The mechanism is straightforward: automated summaries reduce clicks and direct referrals, starving small outlets of the engagement and revenue they depend on. Over time, that dynamic fosters consolidation and fewer investigative beats — a negative feedback loop that AI systems as presently deployed can accelerate rather than mitigate.

Strengths and counterarguments​

AI summarisation is not purely harmful; it offers clear, measurable benefits:
  • Speed and triage. Assistants can quickly surface a condensed briefing that helps busy users orient to breaking developments.
  • Accessibility. Summaries can lower barriers for readers who find long-form reports time-consuming or difficult to parse.
  • Potential for grounding. When paired with robust retrieval and licensing, assistants can provide verified summaries with clear attribution — and some platform efforts are explicitly experimenting with publisher licensing to improve provenance.
Nevertheless, these potential strengths are conditional. Without enforced provenance, transparent linking, and incentives that route users back to original reporting, the net effect risks favoring convenience at the expense of journalistic pluralism and the economic health of local newsrooms.

Policy levers and practical remedies​

Koskie and other researchers propose policy and product interventions to reduce harms and rebalance incentives. The suggestions cluster into four pragmatic approaches:
  1. Extend bargaining and licensing frameworks to include AI experiences. Existing news bargaining codes or media bargaining mechanisms should be adapted to explicitly cover AI-driven summarisation and to ensure transparent remuneration and attribution for content surfaced in assistants. Pilot publisher programmes are a start, but policymakers can set baseline rules to prevent unilateral exclusion of smaller outlets.
  2. Mandate provenance and link-first defaults. Assistants should default to showing clear, clickable source attributions and preserve bylines and publication dates in any news summary. Product designs should prefer a “link-first” model that routes users to the original article rather than burying it behind a generated paragraph. Audits show that improved provenance measurably increases trust and accountability.
  3. Require geographical sensitivity in retrieval. Retrieval systems should incorporate explicit geolocation heuristics and weighting so that queries from a given country surface relevant local outlets unless the user expresses a preference for global coverage. This could be implemented as a configurable policy knob in product UIs and developer APIs.
  4. Independent auditing and transparency obligations. Regular, independent audits of assistant outputs should be required to monitor sourcing quality, bias, and factual fidelity — with results published in accessible summaries. Multilateral audits already reveal systemic issues; institutionalising this oversight would keep vendors accountable.
These levers are complementary: licensing without provenance fails to restore the citations that create publisher value; provenance without economic recompense fails to address the referral loss that threatens newsroom viability.

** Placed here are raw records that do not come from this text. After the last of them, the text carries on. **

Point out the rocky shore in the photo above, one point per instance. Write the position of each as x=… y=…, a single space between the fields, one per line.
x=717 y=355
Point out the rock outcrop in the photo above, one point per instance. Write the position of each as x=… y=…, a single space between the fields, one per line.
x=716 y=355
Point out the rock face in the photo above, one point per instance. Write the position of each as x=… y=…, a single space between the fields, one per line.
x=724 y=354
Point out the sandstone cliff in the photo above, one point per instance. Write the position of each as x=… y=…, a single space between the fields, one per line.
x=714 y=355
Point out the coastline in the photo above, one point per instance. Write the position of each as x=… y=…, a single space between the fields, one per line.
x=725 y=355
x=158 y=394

What vendors and publishers are doing — and why current measures fall short​

Vendors are experimenting with publisher partnerships and content licensing to create a marketplace for grounding content used by assistants. Microsoft, for instance, has piloted publisher deals and describes a Publisher Content Marketplace intended to pay partners and ground answers in licensed archives. That approach can help but comes with trade-offs: most deals so far involve major publishers, terms are often undisclosed, and smaller outlets may lack bargaining power to participate equitably.
Publishers, for their part, are pushing for stronger contractual safeguards, clearer attribution rules and fees that recognise both retrieval uses and potential training rights. But without regulatory guardrails, these negotiations can entrench incumbent advantages and leave independent outlets excluded.

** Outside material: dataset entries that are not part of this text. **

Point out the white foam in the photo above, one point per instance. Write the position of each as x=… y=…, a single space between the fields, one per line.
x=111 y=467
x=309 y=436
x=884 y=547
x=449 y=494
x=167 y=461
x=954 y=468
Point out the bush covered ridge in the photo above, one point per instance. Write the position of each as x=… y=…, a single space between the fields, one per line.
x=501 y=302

Practical guidance for newsrooms, IT teams and users​

For newsroom managers and local publishers:
  • Prioritise clear metadata and machine-readable signals (structured metadata, sitemaps, content licensing flags) so retrieval systems can detect and prioritise local reporting.
  • Negotiate onboarding to publisher marketplaces where possible, but press for transparency on scope and proof-of-use reporting.
  • Invest selectively in syndication and content formats that preserve bylines and passage-level attribution.
For enterprise IT and platform teams:
  • When deploying assistants internally, require provenance-first configurations and restrict any production use that substitutes AI summaries for certified reporting in decision workflows.
  • Maintain a “verify-first” policy for critical domains (health, legal, compliance) whereby AI summaries must be accompanied by direct links to source materials.
For individual users:
  • Treat AI summaries as orientation tools, not substitutes for original reporting; follow through to primary sources, especially for consequential topics.
  • Prefer assistant settings that show source links and publication dates.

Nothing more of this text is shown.